Der frühere EU-Kommissar Günter Verheugen hat sich im Deutschland besorgt gezeigt, dass die erwartete geringe Beteiligung an der Europawahl zu einer "informellen Großen Koalition" führt. Das Europaparlament müsse das verloren gegangene Vertrauen wiedergewinnen. "Die Menschen müssen merken, dass es gut für sie ist."

Günter Verheugen im Gespräch mit Christine Heuer | 24.05.2014
    Günter Verheugen
    Günter Verheugen (dpa / picture-alliance / Grzegorz Momot)
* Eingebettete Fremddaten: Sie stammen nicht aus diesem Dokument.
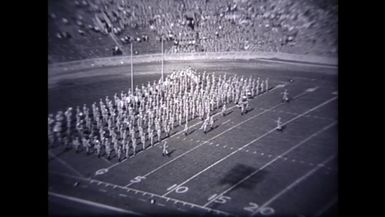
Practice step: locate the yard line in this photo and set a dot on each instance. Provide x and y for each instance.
(65, 164)
(296, 182)
(242, 122)
(177, 133)
(140, 191)
(270, 162)
(326, 207)
(226, 121)
(109, 162)
(94, 204)
(244, 146)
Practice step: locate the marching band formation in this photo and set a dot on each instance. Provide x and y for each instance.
(150, 113)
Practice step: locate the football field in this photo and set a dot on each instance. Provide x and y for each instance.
(242, 167)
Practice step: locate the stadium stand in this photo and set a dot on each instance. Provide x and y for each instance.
(84, 29)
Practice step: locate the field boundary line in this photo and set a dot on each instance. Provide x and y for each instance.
(326, 207)
(92, 203)
(143, 193)
(272, 161)
(296, 182)
(251, 142)
(201, 144)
    Die Botschaft an die Wähler kurz vor der Abstimmung bleibe daher: "Jeder, der nicht hingeht, unterstützt im Ergebnis die Rechtspopulisten, die diese europäische Integration, die uns Frieden und Wohlstand beschert hat, nicht wollen", sagte Verheugen im DLF.
    Er äußerte sein Bedauern über das Urteil des Bundesverfassungsgerichts, das die Drei-Prozent-Hürde für deutsche Parteien zur Europawahl gekippt habe, "weil das Bundesverfassungsgericht damit den grundfalschen Eindruck verschärft hat, das Europaparlament wäre nicht so wichtig und da käme es nicht auf stabile Mehrheitsverhältnisse an und da könnte man sich eine Parteienfragmentierung leisten". Das Risiko bestehe, dass es durch eine niedrige Wahlbeteiligung und eine gleichzeitige hohe Mobilisierung der Rechtspopulisten und Rechtsradikalen eine "überproportionale Repräsentanz'" dieser Parteien im Parlament geben könne. Das werde faktisch zu einer informellen großen Koalition zwischen den Konservativen und Sozialdemokraten führen. In der Folge werde es wohl immer eine "Einigung auf dem kleinsten gemeinsamen Nenner" geben. Gebraucht werde aber ein Europaparlament, das entschlossen daran arbeite, das verlorengegangene Vertrauen wiederzugewinnen.
    Weitere Informationen zur Europawahl 2014 auf deutschlandfunk.de

    Das Interview mit Günter Verheugen in voller Länge:
    Christine Heuer: Günter Verheugen war EU-Kommissar für die Osterweiterung und die Industriepolitik der Union. Er ist jetzt am Telefon. Guten Morgen, Herr Verheugen!
    Günter Verheugen: Guten Morgen!
    Heuer: 30 Millionen Ukrainer dürfen wählen, viele im Osten werden möglicherweise daran durch Separatisten und durch die Kämpfe dort daran gehindert sein. Es ist in den letzten Tagen auch viel von einem möglichen Scheitern der Wahl gesprochen worden. Wann wäre die Wahl denn gescheitert?
    Verheugen: Ich denke, die Wahl wäre dann gescheitert, wenn ein großer Teil des Landes die neugewählte Staatsführung nicht akzeptieren würde, also wenn wir dasselbe Ergebnis hätten, das wir jetzt eigentlich auch haben: Da ist eine Regierung, die wird aber anerkannt nur von einem Teil des Landes. Und die Hoffnung besteht eben darin – und die ist ein wenig bestärkt durch das, was Putin gesagt hat –, dass jetzt wirklich die Dinge anders werden und eine Staatsführung entsteht, die Autorität über das ganze Land hat.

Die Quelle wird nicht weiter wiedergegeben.